Counter Chair / Bar Stool
Designed by Shiro Kuramata
Exclusively produced for the restaurant Ume no Ki in Akanaka
Japan, 1970s
Lacquered wood, upholstered seat
Measurements
43 × 42 × 112h cm
16,9 × 16,5 × 44h in
Seat height: 76 cm
Seat height: 29,9 in
Literature
Deyan Sudjic, Shiro Kuramata, Phaidon Press, London, 2013
Takahiko Mori, Shiro Kuramata, Seigensha, Kyoto, 2011
Provenance
Restaurant Ume no Ki in Akanaka
About
This counter chair reflects Shiro Kuramata’s ability to reduce furniture to its essential forms while maintaining a strong visual identity. Elevated through its tall and slender proportions, the design acquires an almost architectural presence, where structure and negative space become equally important components of the composition.
The backrest, defined by intersecting horizontal and vertical planes, creates a graphic rhythm that recalls modernist abstraction and Japanese spatial sensibilities.
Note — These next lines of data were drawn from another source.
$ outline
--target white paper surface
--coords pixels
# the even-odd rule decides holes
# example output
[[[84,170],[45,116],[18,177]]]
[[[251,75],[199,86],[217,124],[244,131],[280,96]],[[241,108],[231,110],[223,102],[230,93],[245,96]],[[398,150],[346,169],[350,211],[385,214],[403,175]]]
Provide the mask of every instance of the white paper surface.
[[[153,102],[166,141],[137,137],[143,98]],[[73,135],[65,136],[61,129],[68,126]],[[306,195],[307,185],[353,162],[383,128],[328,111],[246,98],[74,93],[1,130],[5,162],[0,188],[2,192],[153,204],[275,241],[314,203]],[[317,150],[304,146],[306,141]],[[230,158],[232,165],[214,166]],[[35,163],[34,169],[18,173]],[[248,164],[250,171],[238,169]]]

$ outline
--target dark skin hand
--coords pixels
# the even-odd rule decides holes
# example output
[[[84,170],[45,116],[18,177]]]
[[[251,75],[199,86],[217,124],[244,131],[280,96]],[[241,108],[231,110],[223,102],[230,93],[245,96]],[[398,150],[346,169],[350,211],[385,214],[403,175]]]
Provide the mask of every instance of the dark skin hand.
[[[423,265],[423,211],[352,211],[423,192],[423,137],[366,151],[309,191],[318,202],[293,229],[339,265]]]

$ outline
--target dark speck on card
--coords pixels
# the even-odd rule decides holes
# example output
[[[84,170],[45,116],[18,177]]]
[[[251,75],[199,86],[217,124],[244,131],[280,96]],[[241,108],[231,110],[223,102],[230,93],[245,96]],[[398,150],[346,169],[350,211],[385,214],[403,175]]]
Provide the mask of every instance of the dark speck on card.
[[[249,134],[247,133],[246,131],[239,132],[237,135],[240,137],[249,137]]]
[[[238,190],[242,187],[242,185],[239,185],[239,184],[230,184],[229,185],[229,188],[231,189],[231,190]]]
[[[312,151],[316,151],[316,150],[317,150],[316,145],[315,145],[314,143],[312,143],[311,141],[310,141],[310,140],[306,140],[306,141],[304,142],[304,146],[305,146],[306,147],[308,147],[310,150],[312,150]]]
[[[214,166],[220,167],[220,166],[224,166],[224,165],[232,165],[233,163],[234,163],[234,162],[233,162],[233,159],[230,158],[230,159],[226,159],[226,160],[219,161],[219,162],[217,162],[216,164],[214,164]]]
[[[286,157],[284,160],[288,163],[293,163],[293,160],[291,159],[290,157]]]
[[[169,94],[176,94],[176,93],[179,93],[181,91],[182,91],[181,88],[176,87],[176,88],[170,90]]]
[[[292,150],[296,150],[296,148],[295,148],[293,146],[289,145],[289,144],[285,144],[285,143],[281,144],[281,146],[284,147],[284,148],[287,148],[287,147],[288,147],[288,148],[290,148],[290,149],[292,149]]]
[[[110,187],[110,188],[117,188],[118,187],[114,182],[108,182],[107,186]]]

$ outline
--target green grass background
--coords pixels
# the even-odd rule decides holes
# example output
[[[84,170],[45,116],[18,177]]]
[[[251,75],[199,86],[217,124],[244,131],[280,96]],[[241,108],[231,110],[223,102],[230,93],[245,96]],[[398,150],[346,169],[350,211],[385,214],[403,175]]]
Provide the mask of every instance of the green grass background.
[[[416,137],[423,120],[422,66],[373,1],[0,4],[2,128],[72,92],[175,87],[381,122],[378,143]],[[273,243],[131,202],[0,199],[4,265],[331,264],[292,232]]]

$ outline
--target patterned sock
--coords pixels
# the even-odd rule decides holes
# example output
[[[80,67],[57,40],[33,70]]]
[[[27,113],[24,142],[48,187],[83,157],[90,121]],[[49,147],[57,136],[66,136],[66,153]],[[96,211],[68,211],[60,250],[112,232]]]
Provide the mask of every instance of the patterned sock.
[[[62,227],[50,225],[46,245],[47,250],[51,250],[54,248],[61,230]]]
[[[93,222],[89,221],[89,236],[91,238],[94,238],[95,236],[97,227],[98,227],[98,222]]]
Kuramata often approached furniture not as purely utilitarian objects but as studies in perception, experimenting with how form could alter the experience of space.
Even in his earlier wooden works, before his celebrated use of acrylic and industrial materials, Kuramata demonstrated a refined understanding of geometry and proportion. The result is a piece that transcends its practical function, occupying a position between furniture and sculpture.
Its restrained language and timeless silhouette place it firmly within Kuramata’s broader design vision: one where simplicity conceals conceptual depth and where everyday objects become poetic interventions within interior space.